Responsible AI: Guardrails for ethical and compliant Use
As Gen AI adoption grows, a responsible approach to AI development and usage becomes paramount. Responsible AI includes embedding ethical principles, ensuring data privacy, and achieving regulatory compliance, which mitigates risks and builds stakeholder trust.
- Data privacy and transparency: Responsible AI ensures compliant data handling and transparency, fostering trust among customers and stakeholders.
- Bias mitigation and fairness: Implementing Responsible AI involves developing protocols to monitor and mitigate biases. For instance, Gen AI models for recruitment must be tested for biases against gender, age, or ethnicity to ensure fair treatment.
Through Responsible AI practices, companies can uphold ethical standards, maintain regulatory compliance, and build customer trust positioning themselves as leaders in responsible AI usage.
Strategic GenAI adoption as a pathway to competitive advantage
Gen AI has emerged as a top strategic priority for business leaders worldwide, and organisations are investing substantially in its potential. However, positioning oneself well to gain from its tremendous potential demands a comprehensive approach encompassing leadership, mindset, technical, ethical, and operational dimensions.

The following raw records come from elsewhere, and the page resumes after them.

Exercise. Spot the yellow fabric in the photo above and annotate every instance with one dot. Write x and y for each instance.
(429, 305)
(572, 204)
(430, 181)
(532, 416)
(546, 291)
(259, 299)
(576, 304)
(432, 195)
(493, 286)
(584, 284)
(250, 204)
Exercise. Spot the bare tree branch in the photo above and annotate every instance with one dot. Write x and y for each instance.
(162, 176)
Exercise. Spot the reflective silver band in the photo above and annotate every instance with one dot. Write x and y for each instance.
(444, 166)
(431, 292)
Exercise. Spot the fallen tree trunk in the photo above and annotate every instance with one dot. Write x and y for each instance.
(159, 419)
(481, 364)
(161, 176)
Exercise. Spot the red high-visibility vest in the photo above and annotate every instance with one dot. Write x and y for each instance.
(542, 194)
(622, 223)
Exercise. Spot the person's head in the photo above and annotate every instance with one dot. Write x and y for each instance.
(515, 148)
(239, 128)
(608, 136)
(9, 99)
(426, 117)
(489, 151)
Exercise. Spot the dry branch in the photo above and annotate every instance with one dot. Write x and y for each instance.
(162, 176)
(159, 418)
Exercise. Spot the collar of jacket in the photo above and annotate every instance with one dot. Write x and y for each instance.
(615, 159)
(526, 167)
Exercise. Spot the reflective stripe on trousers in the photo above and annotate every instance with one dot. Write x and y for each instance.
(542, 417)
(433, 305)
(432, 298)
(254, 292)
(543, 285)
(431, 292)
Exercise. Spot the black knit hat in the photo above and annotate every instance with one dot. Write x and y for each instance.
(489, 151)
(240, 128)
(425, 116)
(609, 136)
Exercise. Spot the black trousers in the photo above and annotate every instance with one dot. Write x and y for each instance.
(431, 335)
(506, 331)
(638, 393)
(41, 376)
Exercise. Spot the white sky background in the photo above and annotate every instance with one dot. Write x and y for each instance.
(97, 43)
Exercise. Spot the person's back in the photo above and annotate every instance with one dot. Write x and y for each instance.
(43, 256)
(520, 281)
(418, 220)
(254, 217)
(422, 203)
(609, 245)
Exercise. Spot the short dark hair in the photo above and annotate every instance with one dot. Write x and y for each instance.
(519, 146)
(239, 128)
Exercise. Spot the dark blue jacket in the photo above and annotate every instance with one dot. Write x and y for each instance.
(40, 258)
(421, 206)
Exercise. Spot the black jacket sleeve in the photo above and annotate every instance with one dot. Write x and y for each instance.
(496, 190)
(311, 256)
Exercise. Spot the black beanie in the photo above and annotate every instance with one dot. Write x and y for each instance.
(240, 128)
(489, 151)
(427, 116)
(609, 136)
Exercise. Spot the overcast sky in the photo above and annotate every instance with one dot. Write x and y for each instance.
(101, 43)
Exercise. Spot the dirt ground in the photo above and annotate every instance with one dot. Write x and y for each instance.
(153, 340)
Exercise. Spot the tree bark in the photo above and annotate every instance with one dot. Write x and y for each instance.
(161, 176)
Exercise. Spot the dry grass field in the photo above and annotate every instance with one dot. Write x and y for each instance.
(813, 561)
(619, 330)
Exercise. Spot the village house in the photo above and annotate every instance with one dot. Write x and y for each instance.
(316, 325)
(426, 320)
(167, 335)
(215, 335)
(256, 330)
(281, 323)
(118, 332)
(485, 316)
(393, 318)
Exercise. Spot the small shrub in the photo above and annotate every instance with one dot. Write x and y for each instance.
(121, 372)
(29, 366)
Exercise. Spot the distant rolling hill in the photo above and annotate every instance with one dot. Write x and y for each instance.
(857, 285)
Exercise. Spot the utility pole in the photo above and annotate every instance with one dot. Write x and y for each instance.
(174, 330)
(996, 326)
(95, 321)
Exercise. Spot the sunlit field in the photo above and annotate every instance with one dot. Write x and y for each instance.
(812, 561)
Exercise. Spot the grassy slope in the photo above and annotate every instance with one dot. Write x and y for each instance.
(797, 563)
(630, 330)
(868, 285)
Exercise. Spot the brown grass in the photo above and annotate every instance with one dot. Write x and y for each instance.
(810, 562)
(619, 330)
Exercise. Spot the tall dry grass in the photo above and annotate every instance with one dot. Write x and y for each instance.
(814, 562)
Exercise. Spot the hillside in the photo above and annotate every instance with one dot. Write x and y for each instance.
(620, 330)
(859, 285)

Organisations must assess their current state of readiness, set AI objectives with clearly defined interim milestones, and establish responsible AI guardrails, all coming together to foster a culture that gives the teams a fair shot at realising tangible returns on their AI investments. Gen AI as an exponentially disruptive force is here to stay, and companies that act thoughtfully, strategically, and responsibly will lead the way, delivering both measurable ROI and sustainable innovation.